Avant 2016, jamais dans l’histoire politique de notre pays, on n’avait entendu parler de rejets massifs de dossiers de partis politiques ou de candidats pour cause de “dossiers incomplets”. Les processus électoraux, bien que perfectibles, semblaient au moins respecter une certaine équité procédurale.
Mais depuis l’avènement de la *rupture*, cette pratique semble devenue presque banale, voire institutionnalisée.
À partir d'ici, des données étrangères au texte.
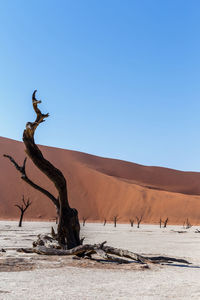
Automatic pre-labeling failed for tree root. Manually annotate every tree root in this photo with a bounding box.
[18,235,190,265]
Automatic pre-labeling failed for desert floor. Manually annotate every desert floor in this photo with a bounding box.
[0,221,200,300]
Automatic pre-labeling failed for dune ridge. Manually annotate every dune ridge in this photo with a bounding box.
[0,137,200,225]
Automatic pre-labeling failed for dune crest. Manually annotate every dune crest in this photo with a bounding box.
[0,137,200,224]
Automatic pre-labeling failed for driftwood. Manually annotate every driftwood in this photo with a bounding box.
[18,235,189,265]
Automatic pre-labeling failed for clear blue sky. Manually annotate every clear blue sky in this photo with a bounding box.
[0,0,200,171]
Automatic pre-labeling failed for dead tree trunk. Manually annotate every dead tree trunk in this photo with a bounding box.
[113,215,119,227]
[163,218,169,228]
[129,219,134,227]
[83,217,88,226]
[185,218,192,229]
[15,195,31,227]
[6,90,80,249]
[136,216,143,228]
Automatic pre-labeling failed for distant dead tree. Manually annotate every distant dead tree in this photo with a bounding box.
[15,195,32,227]
[184,218,192,229]
[129,219,134,227]
[136,215,143,228]
[113,215,119,227]
[163,218,169,228]
[83,217,88,226]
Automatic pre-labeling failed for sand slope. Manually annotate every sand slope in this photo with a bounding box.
[0,137,200,224]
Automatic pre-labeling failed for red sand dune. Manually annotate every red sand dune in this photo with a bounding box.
[0,137,200,224]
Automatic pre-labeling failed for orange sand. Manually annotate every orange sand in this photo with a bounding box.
[0,137,200,224]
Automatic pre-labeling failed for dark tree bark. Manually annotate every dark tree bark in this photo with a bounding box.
[129,219,134,227]
[113,215,119,227]
[7,90,80,249]
[163,218,169,228]
[159,218,163,228]
[185,218,192,229]
[136,215,143,228]
[83,217,88,226]
[15,195,32,227]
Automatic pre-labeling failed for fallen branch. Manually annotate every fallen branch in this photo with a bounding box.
[18,235,190,264]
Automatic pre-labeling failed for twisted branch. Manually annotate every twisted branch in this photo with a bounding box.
[3,154,60,210]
À chaque rendez-vous électoral, le scénario est le même : des partis ou candidats, curieusement toujours issus de l’opposition, voient leurs dossiers recalés pour des raisons administratives souvent dérisoires.
Alors, que devons-nous comprendre ? Que l’opposition, censée regorger d’hommes et de femmes instruits, responsables et expérimentés, serait subitement devenue un repaire d’intellectuels tarés, comme le disait avec ironie feu le Général Kérékou ? Ou devons-nous plutôt admettre qu’une *main invisible* s’emploie à écarter du jeu démocratique tous ceux dont la voix dérange ou remet en cause le système établi ?
Quand les mêmes erreurs se répètent toujours du même côté, la logique voudrait qu’on s’interroge : s’agit-il vraiment d’erreurs ?
La démocratie ne saurait être une scène où seuls certains acteurs ont le privilège de jouer pendant que les autres sont systématiquement renvoyés en coulisses sous prétexte de “dossier incomplet”. Car à ce rythme, ce n’est plus de compétition électorale qu’il s’agit, mais d’une mise en scène où tout est écrit d’avance.
Il serait peut-être temps que chacun de nous, au-delà des clivages politiques, se pose cette simple question : **quelle démocratie voulons-nous léguer à nos enfants ?**
Une démocratie où le droit s’applique pour tous, ou une démocratie à géométrie variable où le “complet” et “l’incomplet” se décident selon la couleur politique du dossier ?
Les peuples s’endormant sur l’injustice finissent toujours par se réveiller dans laservitude. Et l’histoire, elle, n’oublie jamais ceux qui ont préféré le silence à la vérité.